Surtout que, le chef de l'Etat a été très ferme sur la position de la France à l'égard de Bruxelles et de l'Allemagne. La France donc, même une nouvelle fois dégradée par l'agence Moody's, n'ira pas au-delà des 50 milliards d'euros d'économies promises pour ne pas casser une croissance déjà très affaiblie. Et il n'y aura plus de hausses d'impôts pour "des contribuables qui n'en peuvent plus" (un point à vérifier s'agissant de la suppression de la première tranche de l'impôt sur le revenu, qui risque d'être financée par les 7 millions non concernés par la baisse promise...).
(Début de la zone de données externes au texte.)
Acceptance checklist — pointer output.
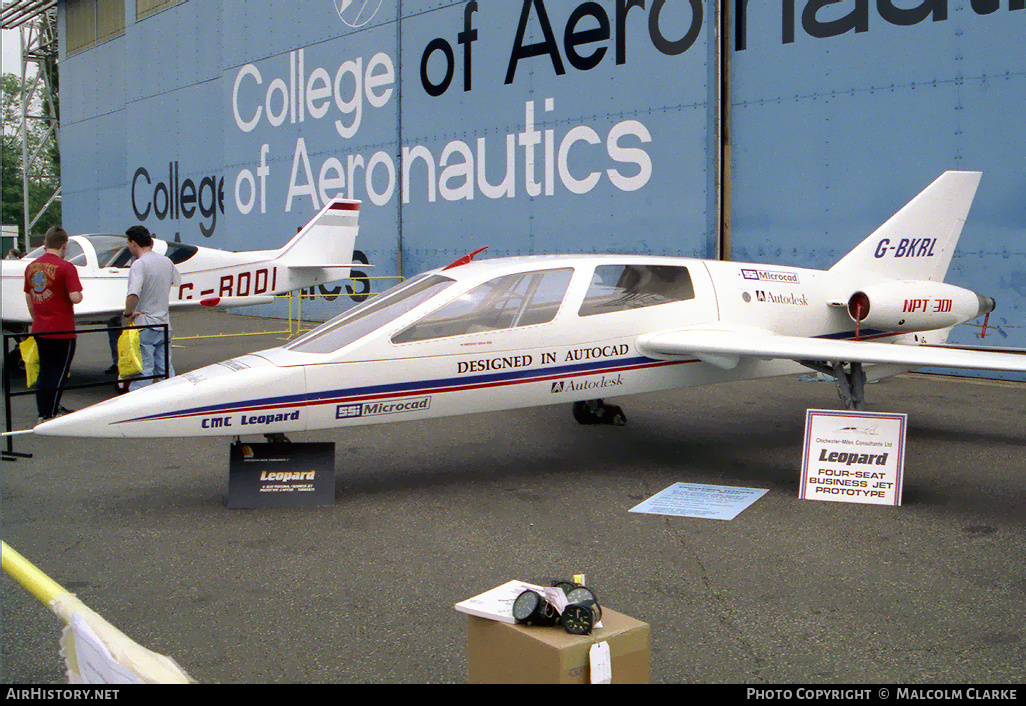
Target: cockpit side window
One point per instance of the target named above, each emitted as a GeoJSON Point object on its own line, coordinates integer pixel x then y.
{"type": "Point", "coordinates": [621, 287]}
{"type": "Point", "coordinates": [75, 255]}
{"type": "Point", "coordinates": [519, 300]}
{"type": "Point", "coordinates": [179, 252]}
{"type": "Point", "coordinates": [376, 312]}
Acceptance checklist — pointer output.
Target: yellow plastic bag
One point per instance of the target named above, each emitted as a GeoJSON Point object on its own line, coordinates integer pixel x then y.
{"type": "Point", "coordinates": [30, 354]}
{"type": "Point", "coordinates": [129, 353]}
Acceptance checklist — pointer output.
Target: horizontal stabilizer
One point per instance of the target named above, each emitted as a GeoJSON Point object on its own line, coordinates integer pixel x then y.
{"type": "Point", "coordinates": [724, 348]}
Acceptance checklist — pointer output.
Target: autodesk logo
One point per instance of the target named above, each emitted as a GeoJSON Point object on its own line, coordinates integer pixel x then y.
{"type": "Point", "coordinates": [356, 13]}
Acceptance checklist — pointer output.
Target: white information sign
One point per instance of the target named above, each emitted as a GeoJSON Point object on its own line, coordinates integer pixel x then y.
{"type": "Point", "coordinates": [691, 500]}
{"type": "Point", "coordinates": [854, 457]}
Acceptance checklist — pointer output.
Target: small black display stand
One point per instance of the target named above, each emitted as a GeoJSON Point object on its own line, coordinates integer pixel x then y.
{"type": "Point", "coordinates": [265, 475]}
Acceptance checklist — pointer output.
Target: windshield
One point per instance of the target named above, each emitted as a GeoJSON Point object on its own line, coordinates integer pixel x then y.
{"type": "Point", "coordinates": [518, 300]}
{"type": "Point", "coordinates": [372, 314]}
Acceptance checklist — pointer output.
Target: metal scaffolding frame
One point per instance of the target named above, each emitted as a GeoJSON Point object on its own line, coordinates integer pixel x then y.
{"type": "Point", "coordinates": [36, 20]}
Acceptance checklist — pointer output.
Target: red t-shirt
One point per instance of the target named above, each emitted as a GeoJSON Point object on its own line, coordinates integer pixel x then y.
{"type": "Point", "coordinates": [48, 282]}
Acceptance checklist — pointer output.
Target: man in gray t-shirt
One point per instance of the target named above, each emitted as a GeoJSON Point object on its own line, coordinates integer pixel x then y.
{"type": "Point", "coordinates": [150, 282]}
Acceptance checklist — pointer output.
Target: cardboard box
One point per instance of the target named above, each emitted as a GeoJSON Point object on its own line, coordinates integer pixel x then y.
{"type": "Point", "coordinates": [498, 653]}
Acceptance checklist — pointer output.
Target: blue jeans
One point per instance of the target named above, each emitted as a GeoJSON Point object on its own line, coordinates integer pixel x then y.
{"type": "Point", "coordinates": [156, 357]}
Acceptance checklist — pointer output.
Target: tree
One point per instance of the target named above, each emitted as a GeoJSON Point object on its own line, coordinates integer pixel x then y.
{"type": "Point", "coordinates": [44, 179]}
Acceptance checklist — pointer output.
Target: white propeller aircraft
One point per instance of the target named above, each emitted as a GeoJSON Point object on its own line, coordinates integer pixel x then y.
{"type": "Point", "coordinates": [318, 253]}
{"type": "Point", "coordinates": [521, 331]}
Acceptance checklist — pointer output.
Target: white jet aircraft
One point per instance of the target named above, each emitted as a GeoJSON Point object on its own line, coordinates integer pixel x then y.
{"type": "Point", "coordinates": [318, 253]}
{"type": "Point", "coordinates": [521, 331]}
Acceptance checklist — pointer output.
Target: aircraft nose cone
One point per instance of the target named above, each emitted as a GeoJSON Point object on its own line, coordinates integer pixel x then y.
{"type": "Point", "coordinates": [247, 395]}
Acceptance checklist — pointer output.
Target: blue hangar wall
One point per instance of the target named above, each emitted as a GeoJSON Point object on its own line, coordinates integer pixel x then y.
{"type": "Point", "coordinates": [549, 126]}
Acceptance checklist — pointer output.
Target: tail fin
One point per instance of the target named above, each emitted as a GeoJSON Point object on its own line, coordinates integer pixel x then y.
{"type": "Point", "coordinates": [917, 241]}
{"type": "Point", "coordinates": [327, 240]}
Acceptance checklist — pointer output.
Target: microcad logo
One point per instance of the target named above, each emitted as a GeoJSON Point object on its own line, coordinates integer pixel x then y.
{"type": "Point", "coordinates": [356, 13]}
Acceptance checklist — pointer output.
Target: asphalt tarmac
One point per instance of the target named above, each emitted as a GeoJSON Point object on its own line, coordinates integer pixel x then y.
{"type": "Point", "coordinates": [429, 513]}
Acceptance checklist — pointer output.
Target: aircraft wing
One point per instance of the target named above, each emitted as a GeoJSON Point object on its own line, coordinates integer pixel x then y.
{"type": "Point", "coordinates": [724, 348]}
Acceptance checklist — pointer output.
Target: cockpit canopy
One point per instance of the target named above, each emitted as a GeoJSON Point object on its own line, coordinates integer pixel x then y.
{"type": "Point", "coordinates": [112, 250]}
{"type": "Point", "coordinates": [510, 301]}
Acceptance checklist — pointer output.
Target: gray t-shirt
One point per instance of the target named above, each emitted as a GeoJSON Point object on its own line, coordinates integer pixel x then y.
{"type": "Point", "coordinates": [151, 278]}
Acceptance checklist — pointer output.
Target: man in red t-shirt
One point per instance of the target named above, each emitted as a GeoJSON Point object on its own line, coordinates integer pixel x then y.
{"type": "Point", "coordinates": [51, 288]}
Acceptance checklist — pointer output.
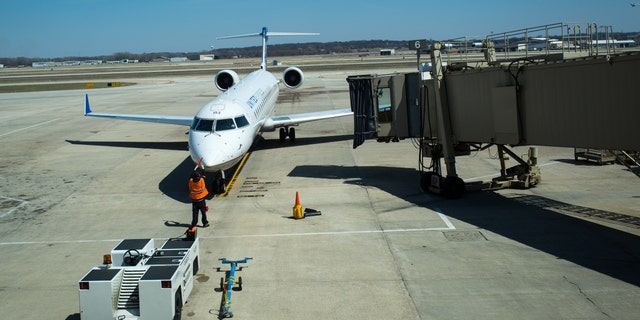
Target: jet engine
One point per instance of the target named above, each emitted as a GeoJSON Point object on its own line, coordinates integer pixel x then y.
{"type": "Point", "coordinates": [225, 79]}
{"type": "Point", "coordinates": [292, 77]}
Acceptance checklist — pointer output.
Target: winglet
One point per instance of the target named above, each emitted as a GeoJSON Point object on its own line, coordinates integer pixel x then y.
{"type": "Point", "coordinates": [87, 109]}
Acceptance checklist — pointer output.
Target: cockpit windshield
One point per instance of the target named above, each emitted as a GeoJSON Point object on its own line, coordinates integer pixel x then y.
{"type": "Point", "coordinates": [207, 125]}
{"type": "Point", "coordinates": [202, 124]}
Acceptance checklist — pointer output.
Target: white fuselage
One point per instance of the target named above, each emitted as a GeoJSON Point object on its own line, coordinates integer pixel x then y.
{"type": "Point", "coordinates": [224, 129]}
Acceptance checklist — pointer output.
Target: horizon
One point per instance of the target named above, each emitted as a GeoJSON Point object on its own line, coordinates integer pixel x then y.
{"type": "Point", "coordinates": [89, 28]}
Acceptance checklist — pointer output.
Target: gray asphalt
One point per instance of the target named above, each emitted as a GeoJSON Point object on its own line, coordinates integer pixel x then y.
{"type": "Point", "coordinates": [71, 187]}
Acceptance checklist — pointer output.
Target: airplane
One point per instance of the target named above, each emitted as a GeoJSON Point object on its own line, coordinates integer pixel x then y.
{"type": "Point", "coordinates": [223, 130]}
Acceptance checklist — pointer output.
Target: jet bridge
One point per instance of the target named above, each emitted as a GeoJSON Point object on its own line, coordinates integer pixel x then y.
{"type": "Point", "coordinates": [584, 102]}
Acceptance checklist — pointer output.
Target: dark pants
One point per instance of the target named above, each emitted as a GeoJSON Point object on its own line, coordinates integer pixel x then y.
{"type": "Point", "coordinates": [199, 205]}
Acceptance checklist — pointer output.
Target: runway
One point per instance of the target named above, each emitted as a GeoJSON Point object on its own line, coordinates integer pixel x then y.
{"type": "Point", "coordinates": [72, 187]}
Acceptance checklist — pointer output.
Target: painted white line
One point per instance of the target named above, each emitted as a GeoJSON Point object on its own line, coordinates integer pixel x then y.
{"type": "Point", "coordinates": [445, 219]}
{"type": "Point", "coordinates": [22, 203]}
{"type": "Point", "coordinates": [57, 242]}
{"type": "Point", "coordinates": [447, 222]}
{"type": "Point", "coordinates": [29, 127]}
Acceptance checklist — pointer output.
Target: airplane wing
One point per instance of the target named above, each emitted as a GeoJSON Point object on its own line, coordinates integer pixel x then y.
{"type": "Point", "coordinates": [179, 120]}
{"type": "Point", "coordinates": [293, 119]}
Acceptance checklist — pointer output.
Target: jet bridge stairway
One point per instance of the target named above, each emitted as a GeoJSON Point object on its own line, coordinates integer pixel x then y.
{"type": "Point", "coordinates": [128, 298]}
{"type": "Point", "coordinates": [588, 102]}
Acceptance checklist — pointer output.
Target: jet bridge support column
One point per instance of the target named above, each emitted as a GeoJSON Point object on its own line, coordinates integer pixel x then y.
{"type": "Point", "coordinates": [452, 186]}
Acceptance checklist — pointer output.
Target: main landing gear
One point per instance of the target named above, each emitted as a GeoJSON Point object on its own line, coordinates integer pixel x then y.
{"type": "Point", "coordinates": [290, 132]}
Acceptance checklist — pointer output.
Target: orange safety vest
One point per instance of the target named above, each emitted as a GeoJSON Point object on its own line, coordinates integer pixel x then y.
{"type": "Point", "coordinates": [197, 190]}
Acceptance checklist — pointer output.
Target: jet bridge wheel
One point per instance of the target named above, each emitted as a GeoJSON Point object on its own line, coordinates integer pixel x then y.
{"type": "Point", "coordinates": [177, 315]}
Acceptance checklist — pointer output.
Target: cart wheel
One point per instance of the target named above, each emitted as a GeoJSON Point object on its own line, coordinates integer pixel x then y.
{"type": "Point", "coordinates": [239, 284]}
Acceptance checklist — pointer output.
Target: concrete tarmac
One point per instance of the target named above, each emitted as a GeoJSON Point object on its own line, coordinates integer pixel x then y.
{"type": "Point", "coordinates": [72, 187]}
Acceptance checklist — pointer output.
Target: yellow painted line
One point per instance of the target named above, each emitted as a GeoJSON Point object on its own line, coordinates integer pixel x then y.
{"type": "Point", "coordinates": [233, 177]}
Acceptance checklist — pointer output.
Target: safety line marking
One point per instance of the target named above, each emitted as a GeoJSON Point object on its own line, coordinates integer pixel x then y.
{"type": "Point", "coordinates": [29, 127]}
{"type": "Point", "coordinates": [445, 219]}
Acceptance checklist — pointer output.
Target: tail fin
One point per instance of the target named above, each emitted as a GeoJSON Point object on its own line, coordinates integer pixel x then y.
{"type": "Point", "coordinates": [87, 109]}
{"type": "Point", "coordinates": [265, 36]}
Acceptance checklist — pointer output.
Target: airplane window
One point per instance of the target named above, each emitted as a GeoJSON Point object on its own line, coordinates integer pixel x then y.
{"type": "Point", "coordinates": [202, 125]}
{"type": "Point", "coordinates": [225, 124]}
{"type": "Point", "coordinates": [242, 121]}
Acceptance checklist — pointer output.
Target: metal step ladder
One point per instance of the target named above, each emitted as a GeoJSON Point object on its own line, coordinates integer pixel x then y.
{"type": "Point", "coordinates": [129, 298]}
{"type": "Point", "coordinates": [629, 159]}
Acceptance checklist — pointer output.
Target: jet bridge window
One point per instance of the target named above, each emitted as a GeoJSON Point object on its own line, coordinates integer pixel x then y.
{"type": "Point", "coordinates": [384, 105]}
{"type": "Point", "coordinates": [225, 124]}
{"type": "Point", "coordinates": [202, 125]}
{"type": "Point", "coordinates": [242, 122]}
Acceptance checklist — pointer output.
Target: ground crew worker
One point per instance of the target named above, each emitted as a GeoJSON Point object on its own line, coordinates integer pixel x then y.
{"type": "Point", "coordinates": [197, 193]}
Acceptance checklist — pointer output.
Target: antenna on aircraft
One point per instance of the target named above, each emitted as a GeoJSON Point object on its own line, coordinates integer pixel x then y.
{"type": "Point", "coordinates": [265, 34]}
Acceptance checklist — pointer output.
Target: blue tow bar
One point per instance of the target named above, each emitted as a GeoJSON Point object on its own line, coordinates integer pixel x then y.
{"type": "Point", "coordinates": [227, 286]}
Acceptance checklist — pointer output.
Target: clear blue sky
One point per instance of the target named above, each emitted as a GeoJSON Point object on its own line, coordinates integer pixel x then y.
{"type": "Point", "coordinates": [60, 28]}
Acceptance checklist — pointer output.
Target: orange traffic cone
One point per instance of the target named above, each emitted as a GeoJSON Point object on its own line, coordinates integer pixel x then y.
{"type": "Point", "coordinates": [297, 208]}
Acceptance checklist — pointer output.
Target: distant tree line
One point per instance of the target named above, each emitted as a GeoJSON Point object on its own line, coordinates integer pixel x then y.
{"type": "Point", "coordinates": [294, 49]}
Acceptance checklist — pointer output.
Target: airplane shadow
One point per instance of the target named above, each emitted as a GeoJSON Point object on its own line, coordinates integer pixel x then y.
{"type": "Point", "coordinates": [267, 144]}
{"type": "Point", "coordinates": [527, 219]}
{"type": "Point", "coordinates": [174, 184]}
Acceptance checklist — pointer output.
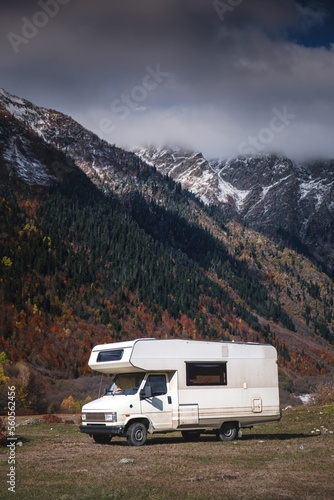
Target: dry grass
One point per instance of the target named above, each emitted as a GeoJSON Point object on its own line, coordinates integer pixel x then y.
{"type": "Point", "coordinates": [290, 459]}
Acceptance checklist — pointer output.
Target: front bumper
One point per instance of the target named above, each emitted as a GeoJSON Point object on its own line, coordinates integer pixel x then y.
{"type": "Point", "coordinates": [113, 430]}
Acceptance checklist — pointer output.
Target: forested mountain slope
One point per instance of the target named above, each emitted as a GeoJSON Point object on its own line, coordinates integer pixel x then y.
{"type": "Point", "coordinates": [98, 246]}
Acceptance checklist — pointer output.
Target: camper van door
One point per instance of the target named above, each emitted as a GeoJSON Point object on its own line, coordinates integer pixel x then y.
{"type": "Point", "coordinates": [158, 406]}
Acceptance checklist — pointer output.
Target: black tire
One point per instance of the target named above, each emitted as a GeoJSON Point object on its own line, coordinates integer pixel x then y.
{"type": "Point", "coordinates": [190, 436]}
{"type": "Point", "coordinates": [101, 438]}
{"type": "Point", "coordinates": [136, 434]}
{"type": "Point", "coordinates": [228, 431]}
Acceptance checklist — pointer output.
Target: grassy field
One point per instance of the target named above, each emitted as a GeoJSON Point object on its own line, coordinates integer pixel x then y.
{"type": "Point", "coordinates": [290, 459]}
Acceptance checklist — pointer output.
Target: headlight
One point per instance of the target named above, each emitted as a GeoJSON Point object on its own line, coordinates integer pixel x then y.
{"type": "Point", "coordinates": [111, 417]}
En clair, comme l'a déclamé Manuel Valls devant les députés mardi, la France a décidé de tourner le dos à l'austérité.

La chance de François Hollande, finalement, dont on pourra mesurer la réalité dans les mois qui viennent, c'est qu'après avoir servi de paratonnerre pendant deux ans (il a subi la foudre dés son élection lors de son déplacement en avion à Berlin !), il va pouvoir gommer son image trop social-libérale en s'appuyant sur les deux repoussoirs traditionnels de la gauche : le premier est le Medef qui, lui-même traversé de forces contradictoires, entre les partisans de la négociation avec le gouvernement et ceux qui plaident pour des réformes plus radicales (35 heures, code du travail, fonctionnaires), joue la surenchère. Et le second n'est autre que l'adversaire idéal que va représenter Nicolas Sarkozy dont le retour au cœur de la mêlée politique est annoncée pour ce week-end... De ce point de vue, l'appel du pied de François Hollande à une ouverture en direction de la droite centriste pour élargir la majorité est assez cousue de fil blanc. Quelle meilleure façon, au moment où la gauche qui gouverne applique pour partie le programme de la droite que d'essayer de la diviser et de troubler la volonté de l'ex-président de fusionner l'UMP et l'UDI dans un nouveau parti d'opposition.

Une chose est sûre, François Hollande, pour être politiquement diminué, n'a pas oublié les leçons de son maître florentin François Mitterrand. 2017, ça commence... maintenant ? Comme le disait André Gide : "Il faut savoir suivre sa pente, mais en la remontant."